2: Human behavior is often part of the equation

When Record forecasts the constant ebb and flow of summer jellyfish populations, the way that people act has no bearing on a given day’s number. But his forecasts of encounters between jellyfish and humans can be made inaccurate by human action — people may choose to head to the lake on a high-jelly day, or take a hike instead.

Climate scientists navigate this same terrain with climate projections. Global temperatures depend in part on human actions. If a model projects extreme global warming, and humans respond by dramatically cutting carbon emissions, the projection won't match reality anymore. When projections like this serve their purpose, they cease to be accurate predictions of the future.

Faced with the current pandemic, the world is dealing with this paradox in real time. We’re making personal decisions and crafting policies based on forecasts that shift in sync with our choices. It’s helpful to think of epidemic projections not as absolutes, but as consequences given certain choices that we make.

3: Uncertainty with human systems can be trickier

Nature is a math problem. Meteorologists know the equations that describe how the atmosphere moves, how winds gain strength, and how water freezes and thaws. For the most part, they just need to collect the right data to solve those equations and produce weather forecasts.

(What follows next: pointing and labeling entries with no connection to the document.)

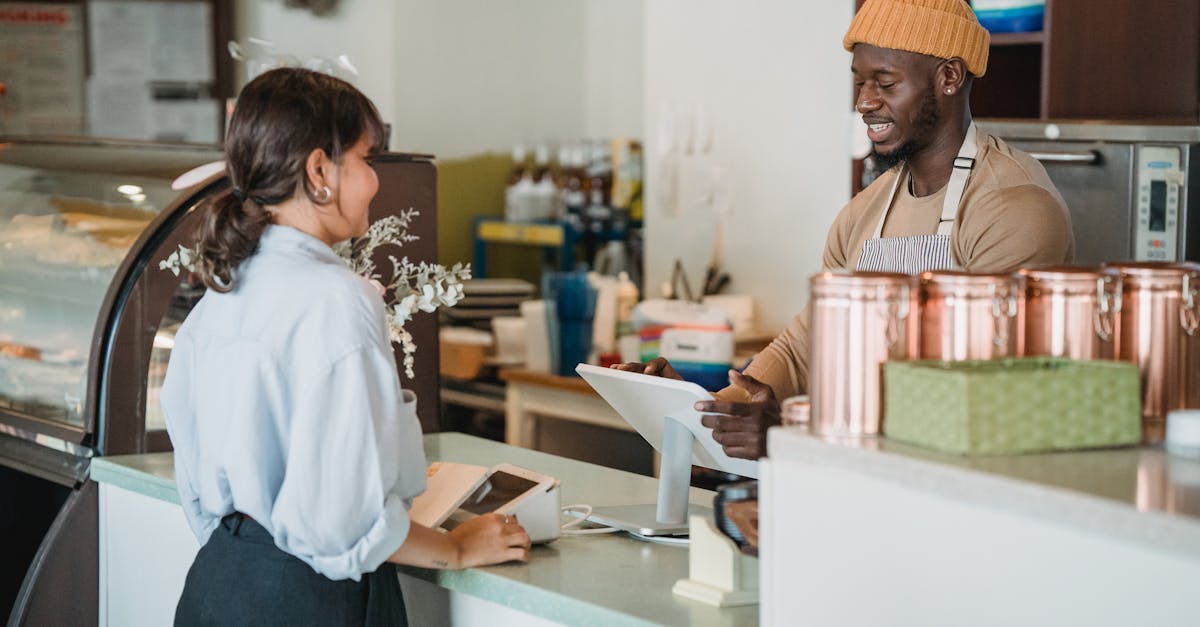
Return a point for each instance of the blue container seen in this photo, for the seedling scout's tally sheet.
(1015, 19)
(570, 306)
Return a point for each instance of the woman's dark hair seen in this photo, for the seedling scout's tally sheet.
(281, 117)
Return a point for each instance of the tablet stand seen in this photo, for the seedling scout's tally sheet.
(669, 517)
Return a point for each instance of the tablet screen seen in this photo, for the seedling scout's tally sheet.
(498, 489)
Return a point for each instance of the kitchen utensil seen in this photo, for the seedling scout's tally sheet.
(1159, 330)
(858, 321)
(971, 316)
(1072, 311)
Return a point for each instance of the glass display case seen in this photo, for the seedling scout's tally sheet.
(87, 326)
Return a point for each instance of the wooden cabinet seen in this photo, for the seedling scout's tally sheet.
(1098, 59)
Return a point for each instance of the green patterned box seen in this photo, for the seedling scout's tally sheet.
(1019, 405)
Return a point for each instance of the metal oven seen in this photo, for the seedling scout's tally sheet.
(1128, 186)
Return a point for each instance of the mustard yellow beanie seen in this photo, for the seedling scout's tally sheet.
(939, 28)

But with biological systems, like pandemics or red tides, scientists don't always know the right equations. Researchers are accustomed to dealing with typical sources of uncertainty, like measurement error. In uncharted forecasting territory, another realm of uncertainty exists about which processes are important to the equations. That uncertainty can lead to wildly differing predictions about the future.

4: Sharing forecasts can have unintended consequences

Biological forecasts are powerful tools, and they can be used in unexpected ways once made public. For instance, Record works with scientists and resource managers to forecast the locations of North Atlantic right whales, informing strategies to protect this endangered species. Openly sharing these forecasts, however, could lead to whale watching vessels trying to view these remarkable animals, inadvertently increasing the risk of ship strikes.

The same is true of the pandemic. The way that forecasts are presented, interpreted, and used can have complex and unintended consequences. Any public forecast needs thoughtful review from multiple perspectives to understand exactly how it will be used — and how it could be misused.

Scientific momentum

The field of forecasting is expanding rapidly, fueled by new approaches in computer science like artificial intelligence and big data. As scientists generate, respond to, and learn from pandemic forecasts, this momentum can feed back into new methods and discoveries for basic research.

“As computer science becomes more and more powerful, the question is, how can we forecast other aspects of the natural world?” Record said. “Much of my research involves piecing data together into a larger picture of what the ocean and the ecosystem are doing, and that really amounts to a big math problem.”

Important questions remain in the nascent field of forecasting, and their answers will help researchers work creatively and capitalize on the trove of ocean science data that already exists. A new computational hub at Bigelow Laboratory, called the Big Data Discovery Initiative, will soon expand researchers’ capacity to mine data for discoveries and solutions to global challenges.

Some of Record’s ecosystem forecasts rely on crowd-sourced data, presenting him with a common big data challenge — a wide range of information quantity and quality. Differences in jellyfish reports from along Maine’s coastline, for example, can give Record a lot of high-quality data from one specific location, while sparsely populated areas of the state may have very few reports.

“Integrating two types of data is a really interesting math problem, and finding the solution can help researchers answer a host of new questions,” Record said. “We still know so much more about the land and the atmosphere than we do about the ocean. Continuing to build our approach to modeling can allow us to learn new things from data we already have and are collecting every day.”